Srinagar: The Pradhan Mantri Janaushadhi Pariyojana, a Government of India scheme to open affordable drug stores for poor patients, is facing strong opposition from the influential nexus of doctors and pharmaceutical companies in Jammu and Kashmir.
According to official sources, the pharma-doctor nexus, run by some private pharmaceutical companies in connivance with doctors and government officials, has consistently hampered the Pradhan Mantri Janaushadhi Pariyojana (PMBJP).
“There has been a strong lobby working against the implementation of the PMBJP, which promotes use of low-cost generic drugs through Jan Aushadhi drug stores in different hospitals,” they said.
An official at Government Medical College (GMC) Srinagar told Kashmir Reader that the drug mafia has managed to shut down fair-price medicine shops and Jan Aushadhi stores with the support of corrupt officials in the Health and Medical Education (H&ME) department.
“Now they are trying to sabotage the scheme again, as private pharmaceutical companies don’t want their lucrative business to suffer,” the official said.
He said the mafia has already forced closure of three fair-price shops in GMC’s associated hospitals, including SMHS Hospital and GB Pant Hospital.
“The proposal to open more shops was also opposed by a group of doctors, who cited some reports of lack of efficacy in generic drugs,” the official claimed.
As per patients and their attendants, doctors are opposing the scheme to please pharma companies and the drug mafia who give them freebies and shares in profit.
The absence of drug stores in hospitals is giving a tough time to attendants and putting patients at risk, they said.
“We are facing huge inconvenience in the absence of Jan Aushadhi stores that sell low-cost medicines,” said Hakeem Rouf, attendant of a patient at SMHS Hospital.
Another attendant, Arif Rasool, said he was forced to travel to Dalgate and Gogji Bagh to buy affordable medicines for his daughter, who is undergoing treatment at GB Pant hospital.
Earlier, the JADS project of the H&ME department was assigned to the Indian Red Cross Society (IRCS) for opening fair-price shops in a phased manner.

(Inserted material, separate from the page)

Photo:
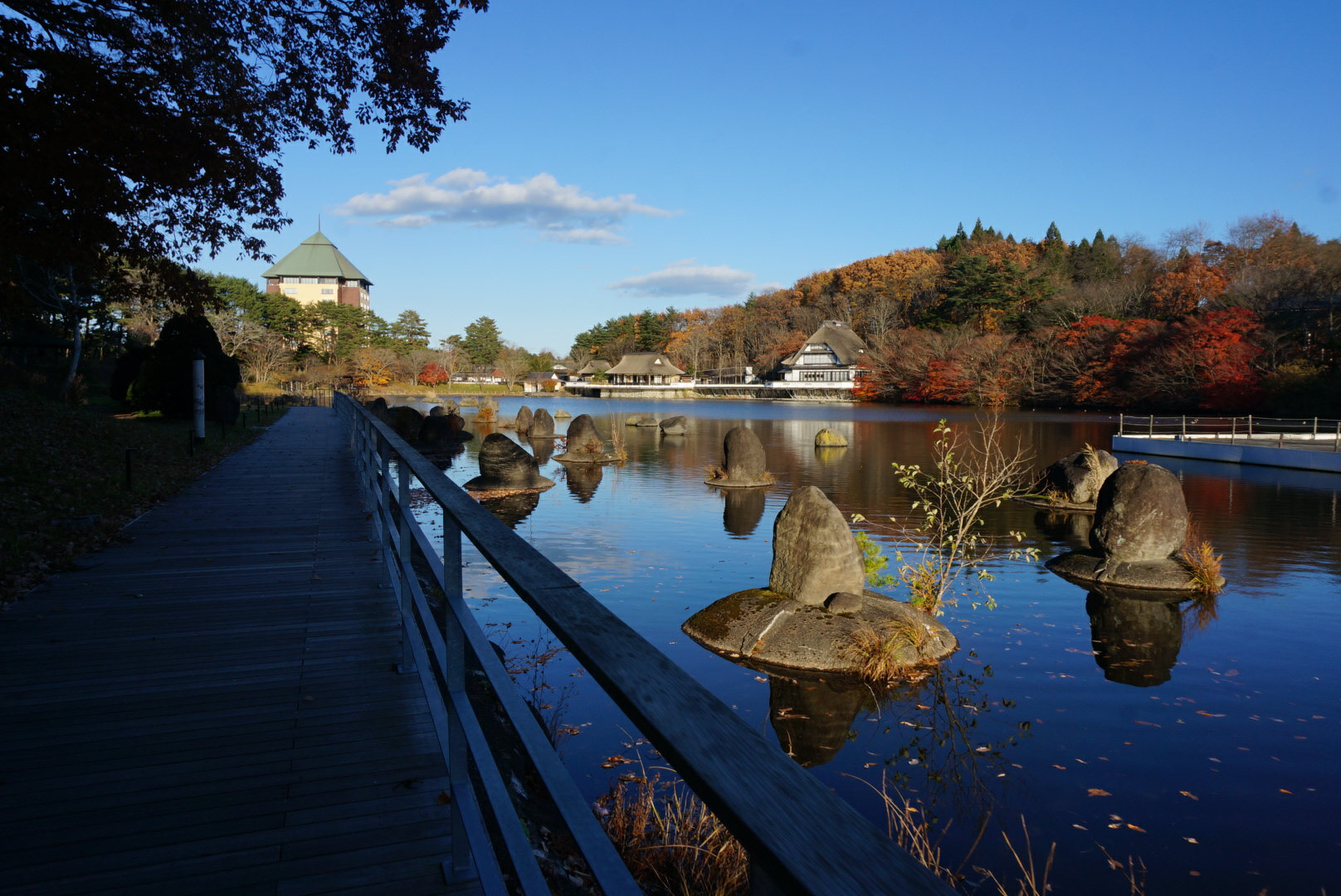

In the first phase, six fair-price shops were taken up in the state, two each in Kashmir and Jammu, one each in Leh and Kargil. However, these shops were shut as these would always run out of stock.
Sources told Kashmir Reader that some doctors were not in favour of opening fair-price shops and had created a negative perception about them.
However, doctors alleged that these stores had failed to attract people because they were not stocked adequately and people were forced to return empty-handed.
“People feel that it is pointless to go to these stores because most of the medicines are unavailable,” said a doctor at SMHS Hospital.
The Union Health Ministry on many occasions has asked the state government to direct hospitals to popularise generic drugs through JADS. “It was to abolish the current system of drug procurement and shift to generic medicine,” said a source.
But, sources said, the state government did not heed the repeated reminders from the ministry.
Nodal Officer for PMBJP in J&K, Rifat Nazir, admitted that the scheme had failed so far. However, she said, the doctor-pharma nexus will not impact the scheme now.
“Government of India and Bureau of Pharma PSUs of India has changed the plan of its implementation. They have decided to issue approval to private players rather than to NGOs and government hospitals only,” she said.
She said at present there are 55 Jan Aushadhi stores running in Jammu and Kashmir.
“We will cross 100 stores till June this year because there is huge demand from the public now. It will automatically put every opposition to rest,” she said.